Unfortunately, something is just a little off about the rest of it.

Contrary to the rave reviews that have come from critics and the Sundance Film Festival, “Open Water” is not startling or horrifying or even down-right scary; it’s more concerned with building a solid wall of tension, which would be fine if the characters were frankly worth giving a damn about.

“Open Water” is a rewarding watch if only because of its night-and-day relationship with everything else playing in theaters these days, and director Chris Kentis, making his sophomore film here, has an understated voice that may blossom into something truly remarkable.

However, his movie ends up playing like a well-done film school project; you feel good for having seen it, but you’re probably not going to see it again. It’s just not as memorable as you want it to be.

Shot on digital video with a shoestring budget of $300,000, “Open Water” certainly makes good use of its meager resources. An urban couple (played by relative unknowns Blanchard Ryan and Daniel Travis) takes a break from their hectic lives to go on a scuba diving trip, and everything is going swimmingly until they come up from underwater and find their boat has left them stranded.

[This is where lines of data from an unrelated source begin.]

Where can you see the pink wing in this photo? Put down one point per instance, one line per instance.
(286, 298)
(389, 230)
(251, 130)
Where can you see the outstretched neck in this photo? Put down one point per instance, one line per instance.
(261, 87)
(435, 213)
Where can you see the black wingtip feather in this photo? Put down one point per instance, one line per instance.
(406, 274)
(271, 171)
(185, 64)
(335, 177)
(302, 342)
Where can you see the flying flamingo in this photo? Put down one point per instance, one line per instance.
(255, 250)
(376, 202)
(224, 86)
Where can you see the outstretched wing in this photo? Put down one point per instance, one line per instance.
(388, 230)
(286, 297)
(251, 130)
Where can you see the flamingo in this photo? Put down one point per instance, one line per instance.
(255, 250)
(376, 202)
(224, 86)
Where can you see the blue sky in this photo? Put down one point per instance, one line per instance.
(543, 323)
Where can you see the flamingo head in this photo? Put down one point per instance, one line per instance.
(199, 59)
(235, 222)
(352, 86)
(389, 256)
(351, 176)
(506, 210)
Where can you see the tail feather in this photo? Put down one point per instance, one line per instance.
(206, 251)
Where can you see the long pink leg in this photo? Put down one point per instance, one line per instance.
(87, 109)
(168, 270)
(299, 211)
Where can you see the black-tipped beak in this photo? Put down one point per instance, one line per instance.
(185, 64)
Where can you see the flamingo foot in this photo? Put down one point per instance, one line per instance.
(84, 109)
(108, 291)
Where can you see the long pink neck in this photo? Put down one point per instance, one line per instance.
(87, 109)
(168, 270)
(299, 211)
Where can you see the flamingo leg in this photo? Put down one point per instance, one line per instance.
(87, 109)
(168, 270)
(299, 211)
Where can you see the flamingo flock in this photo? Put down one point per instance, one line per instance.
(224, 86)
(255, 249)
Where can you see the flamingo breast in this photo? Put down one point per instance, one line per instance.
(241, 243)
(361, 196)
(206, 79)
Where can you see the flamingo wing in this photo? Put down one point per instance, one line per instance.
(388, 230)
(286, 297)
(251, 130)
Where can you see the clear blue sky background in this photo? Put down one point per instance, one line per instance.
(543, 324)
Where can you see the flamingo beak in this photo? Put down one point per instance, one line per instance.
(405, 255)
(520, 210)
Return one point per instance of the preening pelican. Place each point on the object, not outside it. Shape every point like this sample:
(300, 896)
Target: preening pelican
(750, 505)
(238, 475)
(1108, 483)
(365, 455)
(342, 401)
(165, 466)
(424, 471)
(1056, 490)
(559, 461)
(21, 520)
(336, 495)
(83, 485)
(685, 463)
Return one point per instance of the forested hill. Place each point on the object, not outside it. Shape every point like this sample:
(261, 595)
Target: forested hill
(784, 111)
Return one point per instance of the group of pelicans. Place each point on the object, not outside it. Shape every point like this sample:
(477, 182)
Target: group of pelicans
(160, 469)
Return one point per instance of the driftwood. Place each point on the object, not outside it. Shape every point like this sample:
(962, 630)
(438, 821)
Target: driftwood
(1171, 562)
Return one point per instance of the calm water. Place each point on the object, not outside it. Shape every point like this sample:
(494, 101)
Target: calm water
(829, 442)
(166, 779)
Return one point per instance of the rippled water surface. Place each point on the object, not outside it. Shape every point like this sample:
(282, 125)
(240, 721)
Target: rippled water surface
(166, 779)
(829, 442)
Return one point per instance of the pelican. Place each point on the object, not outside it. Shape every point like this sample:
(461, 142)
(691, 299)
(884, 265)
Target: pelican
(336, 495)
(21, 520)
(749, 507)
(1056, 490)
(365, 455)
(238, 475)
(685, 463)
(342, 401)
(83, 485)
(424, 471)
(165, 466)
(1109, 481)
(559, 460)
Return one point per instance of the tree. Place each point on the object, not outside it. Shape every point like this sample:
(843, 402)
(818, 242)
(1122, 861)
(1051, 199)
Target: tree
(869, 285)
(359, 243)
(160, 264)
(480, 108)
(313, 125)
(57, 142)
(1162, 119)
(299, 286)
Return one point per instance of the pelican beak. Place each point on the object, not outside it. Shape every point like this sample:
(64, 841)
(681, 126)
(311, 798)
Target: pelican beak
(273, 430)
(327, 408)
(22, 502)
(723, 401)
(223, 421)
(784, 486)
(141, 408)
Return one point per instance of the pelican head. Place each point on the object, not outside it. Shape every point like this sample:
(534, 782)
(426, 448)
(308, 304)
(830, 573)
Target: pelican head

At first, they wait for the boat to come back.

They get stung by jellyfish.

The sharks begin circling.

You see where this is going.

And admittedly, when “Open Water” is firing on all thrusters, it gives off a silent mood of creepiness. Problem is, the characters were so sparsely fleshed out in the beginning that it’s difficult to remember their names. A pointless scene of nudity early on is apparently supposed to substitute for character exposition here, and an excellent scene in the water later on where the couple begins heatedly bickering opens the door to where the entire film should have taken itself.

Instead, it’s content to think that the mere presence of understated sharks is enough to carry the film. It’s almost enough, but it doesn’t quite get the job done.

However, I don’t want to take criticism too far. “Open Water” is a respectable foray into filmmaking, and the slow tension it builds is certainly worth a watch.

But when you came to see something remarkable, something you really wanted to be good, you can’t help but be disappointed. Something is just off about the whole thing. Something very integral. As a result, “Open Water” is just floundering in the ocean, and as much as it’s begging to be good, it’s going to have to settle for what it is.